You are restricted to a period of time when you would be illegal to drive a motor vehicle. If caught driving even an ATV or snowmobile you suffer the same consequences as driving a car, truck, motorcycle or any other road worthy vehicle. Even if you’re working for something like Hamilton plumbing company, driving their company vehicles to service clients, you are still responsible for your own drivers licence. At the end of the time appointed, you likely will go before a judge and have your permit reinstated. If revoked, however, this could set your life into turmoil since your license is taken away permanently.

You can wait for a period of a year – sometimes more time is required, depending on the State, and ask for your license to be reinstated, but the chances are slim to none that you will have your driving privileges returned. You can plea before a judge for partial suspension so you can still drive to your workplace, but you could easily be denied and find yourself on public transportation.

Suspending your license is done at the time you have garnered 12 points. The State awards so many points per moving violation. Once you’ve reached 12 points within a two year period your license is up for suspension. Driving with an alcohol level over .08, reckless driving or fleeing law enforcement, drag racing, driving 16 MPH over the speed limit all constitute high point awards. Lesser offenses that can add up are: careless driving, going 11-15 MPH over the speed limit, and sliding through a stop sign. Then there are the niglers we all incur from time to time: Driving 10 over, not using lane change signals, or neglecting to move to the far lane when seeing a vehicle pulled over the police. These can add up if you’re not mindful. If they do then it’s best you are taken off the road for your safety as well as others.

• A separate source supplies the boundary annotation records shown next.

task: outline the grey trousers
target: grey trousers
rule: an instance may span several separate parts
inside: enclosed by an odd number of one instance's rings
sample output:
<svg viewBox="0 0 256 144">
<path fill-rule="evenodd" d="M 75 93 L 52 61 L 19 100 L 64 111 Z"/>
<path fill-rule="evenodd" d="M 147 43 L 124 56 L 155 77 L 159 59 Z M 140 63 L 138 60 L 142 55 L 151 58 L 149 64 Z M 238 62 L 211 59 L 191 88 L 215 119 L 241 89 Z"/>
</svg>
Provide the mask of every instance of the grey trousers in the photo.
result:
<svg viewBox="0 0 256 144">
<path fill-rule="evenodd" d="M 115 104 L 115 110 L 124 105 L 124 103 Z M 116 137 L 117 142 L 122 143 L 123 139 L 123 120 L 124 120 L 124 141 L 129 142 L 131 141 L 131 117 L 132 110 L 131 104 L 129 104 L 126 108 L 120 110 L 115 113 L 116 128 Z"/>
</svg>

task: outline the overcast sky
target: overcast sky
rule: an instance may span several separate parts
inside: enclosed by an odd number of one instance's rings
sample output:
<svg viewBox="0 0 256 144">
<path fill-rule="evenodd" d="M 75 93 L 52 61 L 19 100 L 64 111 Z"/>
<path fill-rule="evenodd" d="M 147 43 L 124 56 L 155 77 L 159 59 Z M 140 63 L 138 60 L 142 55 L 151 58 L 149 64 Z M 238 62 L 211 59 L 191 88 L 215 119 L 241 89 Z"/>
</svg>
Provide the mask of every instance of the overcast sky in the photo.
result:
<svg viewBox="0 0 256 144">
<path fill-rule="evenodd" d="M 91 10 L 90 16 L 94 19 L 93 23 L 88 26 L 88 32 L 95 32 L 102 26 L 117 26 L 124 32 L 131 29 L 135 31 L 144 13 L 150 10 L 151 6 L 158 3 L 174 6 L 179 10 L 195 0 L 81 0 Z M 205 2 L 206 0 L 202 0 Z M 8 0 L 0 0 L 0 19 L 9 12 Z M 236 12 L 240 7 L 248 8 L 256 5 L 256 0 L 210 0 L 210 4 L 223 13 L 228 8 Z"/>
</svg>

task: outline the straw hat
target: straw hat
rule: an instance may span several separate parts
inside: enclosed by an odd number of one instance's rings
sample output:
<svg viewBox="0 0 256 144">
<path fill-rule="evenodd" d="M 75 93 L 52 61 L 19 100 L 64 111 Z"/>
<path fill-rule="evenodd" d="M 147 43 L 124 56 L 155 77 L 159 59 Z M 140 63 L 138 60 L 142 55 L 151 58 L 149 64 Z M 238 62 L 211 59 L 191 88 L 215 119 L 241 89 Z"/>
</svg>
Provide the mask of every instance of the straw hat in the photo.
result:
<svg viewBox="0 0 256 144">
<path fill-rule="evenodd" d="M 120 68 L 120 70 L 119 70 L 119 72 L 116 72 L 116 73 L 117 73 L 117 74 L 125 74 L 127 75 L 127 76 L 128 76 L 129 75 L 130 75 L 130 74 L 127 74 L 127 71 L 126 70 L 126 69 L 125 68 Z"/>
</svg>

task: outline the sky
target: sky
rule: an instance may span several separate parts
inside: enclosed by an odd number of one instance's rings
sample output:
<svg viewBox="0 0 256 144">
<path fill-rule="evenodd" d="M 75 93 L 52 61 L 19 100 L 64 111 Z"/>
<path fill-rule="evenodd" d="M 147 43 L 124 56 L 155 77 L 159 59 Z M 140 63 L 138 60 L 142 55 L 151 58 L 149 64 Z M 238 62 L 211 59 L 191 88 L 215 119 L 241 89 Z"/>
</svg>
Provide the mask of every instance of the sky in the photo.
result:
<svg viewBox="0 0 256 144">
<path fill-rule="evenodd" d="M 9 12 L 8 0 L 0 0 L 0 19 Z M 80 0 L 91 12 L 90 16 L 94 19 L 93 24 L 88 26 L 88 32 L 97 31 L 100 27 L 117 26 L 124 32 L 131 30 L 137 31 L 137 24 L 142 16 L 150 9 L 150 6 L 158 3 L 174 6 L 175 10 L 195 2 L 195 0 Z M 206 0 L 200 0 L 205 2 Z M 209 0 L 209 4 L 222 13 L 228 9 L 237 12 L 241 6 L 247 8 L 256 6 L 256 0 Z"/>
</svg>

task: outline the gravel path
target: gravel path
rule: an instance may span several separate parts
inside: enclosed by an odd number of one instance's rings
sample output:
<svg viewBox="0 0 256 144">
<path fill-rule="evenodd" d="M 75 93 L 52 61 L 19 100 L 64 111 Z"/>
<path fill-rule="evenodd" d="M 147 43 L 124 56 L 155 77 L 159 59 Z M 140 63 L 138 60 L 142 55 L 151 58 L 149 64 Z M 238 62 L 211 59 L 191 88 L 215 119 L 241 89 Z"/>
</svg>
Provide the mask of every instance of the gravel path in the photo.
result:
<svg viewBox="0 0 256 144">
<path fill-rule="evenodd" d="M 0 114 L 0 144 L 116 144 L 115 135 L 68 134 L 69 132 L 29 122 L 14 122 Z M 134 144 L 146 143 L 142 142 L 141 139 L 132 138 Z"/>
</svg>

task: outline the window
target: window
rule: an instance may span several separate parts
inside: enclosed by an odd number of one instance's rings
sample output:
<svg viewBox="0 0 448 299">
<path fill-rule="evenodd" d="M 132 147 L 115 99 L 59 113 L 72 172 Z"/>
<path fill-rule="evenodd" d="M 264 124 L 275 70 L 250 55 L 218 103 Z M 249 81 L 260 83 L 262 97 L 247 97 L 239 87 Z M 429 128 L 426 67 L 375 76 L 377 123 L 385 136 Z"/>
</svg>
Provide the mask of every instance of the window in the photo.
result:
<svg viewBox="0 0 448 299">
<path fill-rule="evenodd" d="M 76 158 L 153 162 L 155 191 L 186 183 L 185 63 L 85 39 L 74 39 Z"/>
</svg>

Although a bundle of smaller point tickets might not be as bad as a couple of big whoppers, it will depend on how the State views your overall driving record. You will be called in for a reassessment exam where they will take into account the seriousness of the situations that led to the points. They will consider whether or not you accumulated your points in rapid succession or over a period of the two years. They will assess your character and ability to hold a job. Essentially they will calculate your risk to society and reassess your abilities to decide whether or not to begin the drivers license restoration process.

There are people who think it’s sport to mess with the law, usually the young and reckless with Teflon egos. However, they ultimately end up paying a huge price. We all have an occasional ticket, but making a game of it certainly is not in anyone’s best interest. It’s really not difficult to drive responsibly. The high speed, stunt driving we see in the movies is exactly where it needs to stay. On-screen entertainment trumps purchasing real life bus passes any day.